This article originally appeared on VICE US.
The Catholic Church might have trouble remembering, but rank-and-file Catholics don't.
The only difficulty one might reasonably claim when it comes to remembering sex abuse by priests in America is the sheer amount there is to recollect. Close your eyes, and go back no further than 2018, perhaps the most spectacularly disastrous year—and certainly summer—for the Church in recent history. In June, Cardinal Theodore McCarrick became the highest-ranking clergyman ever removed from the Catholic ministry in the US over child sex abuse allegations. A month later, McCarrick, a former archbishop of Washington, DC, and confidant to Pope Francis, resigned from the College of Cardinals, the 224-person body that, among its other holy duties, votes on the next pope. According to a bombshell article in the New York Times that highlighted McCarrick's decades of alleged sexual abuse against both minors and seminarians, he declined to comment but said in a previous statement that he had no recollection of the abuse and believed in his own innocence. (Such statements have become a trope for powerful people accused of sexual violence in the era of #MeToo.)
Meanwhile, in August, a Pennsylvania grand jury reported that at least 300 priests had abused 1,000-plus children in a 70-year span in just some of that state's dioceses. The months since have seen the Church scrambling to address allegation after allegation of abuse, cover-up, and despair.
Yet somehow, even as the Vatican has shown the occasional sign of finally taking this nightmare seriously, Cardinal Donald Wuerl, McCarrick's successor as the archbishop of Washington, has decided to play the bad memory card, too.
In October, Cardinal Wuerl resigned from his post in DC following backlash over the Pennsylvania report—it claimed he was one of the priests who covered up abuse while running the show in Pittsburgh. The previous August, he had asserted that, while serving as the bishop in that city, he knew nothing about accusations of relationships between McCarrick and other priests.
However, this past week, Robert Ciolek—a former priest who won a settlement with Church dioceses in New Jersey and had long before reported McCarrick for misconduct—told the Washington Post that he had recently seen evidence that Wuerl knew, and actually informed the Vatican about McCarrick, as early as 2004. Vatican officials confirmed this to the paper, but next came the defense anyway: The Archdiocese of Washington and the Diocese of Pittsburgh both insisted they were protecting Ciolek's confidentiality, with the former arguing that Wuerl's comment had not been deliberately "imprecise"—that his denial had been referring, in particular, to knowledge of McCarrick abusing minors, not him pursuing adult seminarians. In response to that statement, the Post's Editorial Board argued, straight up, that Wuerl lied: "The cardinal’s comments last summer were unequivocal," the paper wrote. "In response to a broad question about 'long-standing rumors or innuendos' posed by a reporter for the archdiocesan newspaper Catholic Standard, he said, 'I had not heard them' before or during his tenure in Washington. That was untrue."

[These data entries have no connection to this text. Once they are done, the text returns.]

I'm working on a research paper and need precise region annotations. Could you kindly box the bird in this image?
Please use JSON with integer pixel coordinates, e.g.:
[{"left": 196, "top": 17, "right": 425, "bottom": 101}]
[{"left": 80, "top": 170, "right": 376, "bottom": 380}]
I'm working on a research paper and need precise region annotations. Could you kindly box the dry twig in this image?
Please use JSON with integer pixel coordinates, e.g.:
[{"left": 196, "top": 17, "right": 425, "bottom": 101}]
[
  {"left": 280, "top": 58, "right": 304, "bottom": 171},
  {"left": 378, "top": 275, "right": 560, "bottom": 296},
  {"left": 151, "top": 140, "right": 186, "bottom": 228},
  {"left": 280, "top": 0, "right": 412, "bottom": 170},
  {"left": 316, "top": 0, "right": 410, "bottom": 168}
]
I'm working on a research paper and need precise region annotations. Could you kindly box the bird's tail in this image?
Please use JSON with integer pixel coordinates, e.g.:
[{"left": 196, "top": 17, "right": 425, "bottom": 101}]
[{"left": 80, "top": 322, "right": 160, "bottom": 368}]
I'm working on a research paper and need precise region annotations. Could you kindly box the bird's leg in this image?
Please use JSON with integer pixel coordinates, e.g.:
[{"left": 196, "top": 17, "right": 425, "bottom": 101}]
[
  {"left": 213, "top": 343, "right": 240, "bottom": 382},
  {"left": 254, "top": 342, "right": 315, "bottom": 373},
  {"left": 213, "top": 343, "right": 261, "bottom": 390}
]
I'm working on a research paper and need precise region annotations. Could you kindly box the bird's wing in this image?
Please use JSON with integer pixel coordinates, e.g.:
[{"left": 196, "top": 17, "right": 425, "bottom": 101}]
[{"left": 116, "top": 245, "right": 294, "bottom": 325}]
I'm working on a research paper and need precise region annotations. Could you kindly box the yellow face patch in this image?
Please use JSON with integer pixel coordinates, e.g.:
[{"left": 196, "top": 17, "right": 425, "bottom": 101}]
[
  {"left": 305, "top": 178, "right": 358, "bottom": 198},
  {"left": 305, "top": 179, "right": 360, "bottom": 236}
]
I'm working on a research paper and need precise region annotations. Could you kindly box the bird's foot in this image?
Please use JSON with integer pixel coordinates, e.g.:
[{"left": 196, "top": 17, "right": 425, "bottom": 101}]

Like McCarrick's evasive excuse, Wuerl's—which he himself provided Tuesday, in what one could only assume was a carefully crafted letter to his archdiocese's priests—emerged as another childish justification, though it did come with a concession.

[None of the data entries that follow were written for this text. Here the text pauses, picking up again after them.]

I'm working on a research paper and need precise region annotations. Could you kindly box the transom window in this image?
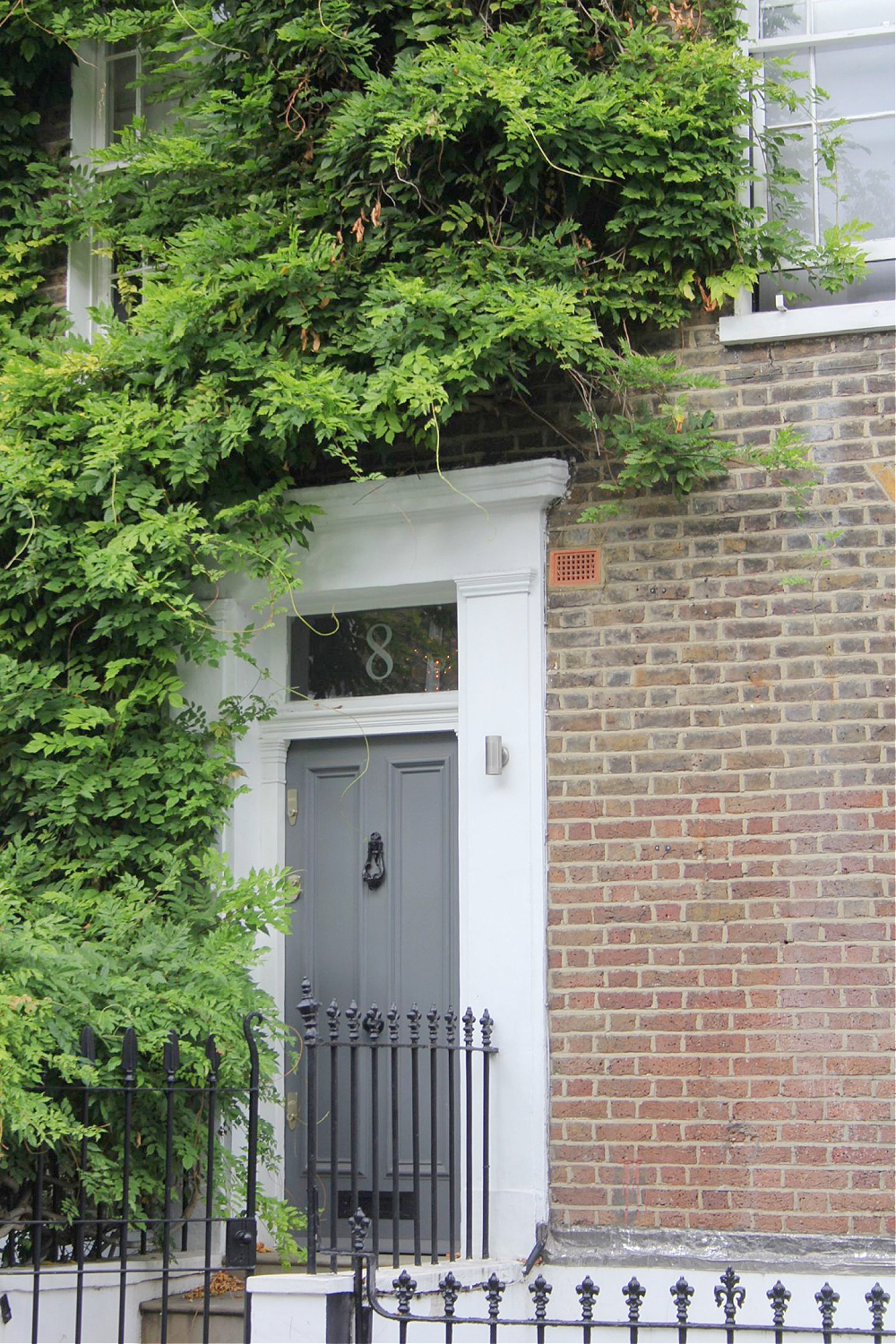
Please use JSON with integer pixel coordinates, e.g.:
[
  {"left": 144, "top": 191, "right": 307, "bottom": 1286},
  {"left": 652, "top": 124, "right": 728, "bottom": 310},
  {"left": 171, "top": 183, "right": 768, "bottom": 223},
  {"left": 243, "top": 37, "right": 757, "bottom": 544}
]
[
  {"left": 290, "top": 602, "right": 457, "bottom": 701},
  {"left": 751, "top": 0, "right": 896, "bottom": 311}
]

"It is important for me to accept personal responsibility and apologize for this lapse of memory," he wrote in that letter, before hedging slightly: "There was never the intention to provide false information."
So he's apologizing, but not for his judgement or apparent lies, but rather for his poor cognitive functions.

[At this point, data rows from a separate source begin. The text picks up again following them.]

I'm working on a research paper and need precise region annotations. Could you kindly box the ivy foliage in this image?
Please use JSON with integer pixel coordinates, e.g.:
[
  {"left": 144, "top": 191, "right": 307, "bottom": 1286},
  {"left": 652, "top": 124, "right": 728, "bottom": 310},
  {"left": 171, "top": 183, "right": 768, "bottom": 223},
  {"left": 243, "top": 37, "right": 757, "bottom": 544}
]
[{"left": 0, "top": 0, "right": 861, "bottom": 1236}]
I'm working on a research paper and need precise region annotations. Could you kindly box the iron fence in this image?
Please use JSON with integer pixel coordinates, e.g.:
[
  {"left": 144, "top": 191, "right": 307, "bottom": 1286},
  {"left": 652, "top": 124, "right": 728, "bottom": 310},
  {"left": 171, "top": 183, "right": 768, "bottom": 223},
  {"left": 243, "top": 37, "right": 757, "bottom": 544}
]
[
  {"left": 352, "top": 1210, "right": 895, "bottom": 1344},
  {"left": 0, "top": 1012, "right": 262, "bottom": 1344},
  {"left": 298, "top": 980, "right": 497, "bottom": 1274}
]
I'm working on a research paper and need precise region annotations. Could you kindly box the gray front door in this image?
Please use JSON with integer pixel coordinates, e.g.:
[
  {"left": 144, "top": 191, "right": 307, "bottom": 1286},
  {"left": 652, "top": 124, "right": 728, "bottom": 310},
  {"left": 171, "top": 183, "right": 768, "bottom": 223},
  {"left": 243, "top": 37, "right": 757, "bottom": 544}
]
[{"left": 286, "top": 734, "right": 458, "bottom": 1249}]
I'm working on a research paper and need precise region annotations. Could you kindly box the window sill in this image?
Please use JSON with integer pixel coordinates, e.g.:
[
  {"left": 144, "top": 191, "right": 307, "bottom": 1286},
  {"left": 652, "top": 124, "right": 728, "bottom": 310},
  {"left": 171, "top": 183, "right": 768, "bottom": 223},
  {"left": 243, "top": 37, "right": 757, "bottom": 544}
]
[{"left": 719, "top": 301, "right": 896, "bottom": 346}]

"It's lacking in truth and substance," Ciolek told the Post, while noting how genuinely regretful Wuerl seemed, or at least claimed to be. "I do not believe for one moment that he forgot."
In the end, Wuerl's tactic is the shrugging off of responsibility, and by not taking blame, even in his comparatively less severe wrongdoing—he didn't, after all, directly do any of this, nor did he keep it to himself, per se—Wuerl set a poor example for other Church leaders who will, inevitably, be asked similar questions in the next few months and beyond. When he resigned as archbishop, Pope Francis accepted, but not, according to the New York Times, without holding "him up as a model for the future unity of the Roman Catholic Church." The pope also allowed him to remain in place until a successor was found.
But Wuerl should not be the pope's shining example—or anyone's. Francis should encourage powerful priests who lied or misled to own up to it. Particularly in light of the dwindling trust the flock has of its establishment: A recent Gallup poll found that the percentage of Catholics with "a 'high' or 'very high' opinion of the honesty and ethical standards of clergy members" dropped 18 percent between 2017 and 2018—from 49 percent to 31.
As if on cue, on Wednesday, the first details finally emerged about the Vatican's much-hyped summit in February, where 100 or so powerful bishops will gather with the pope to address the Church's ongoing sexual abuse crisis. It will include, judging by a press release, "plenary sessions, working groups, moments of common prayer, listening to testimonies, a penitential liturgy, and a final Eucharistic celebration."
I would urge all attending to take good notes—should they return home, and, you know, just forget everything.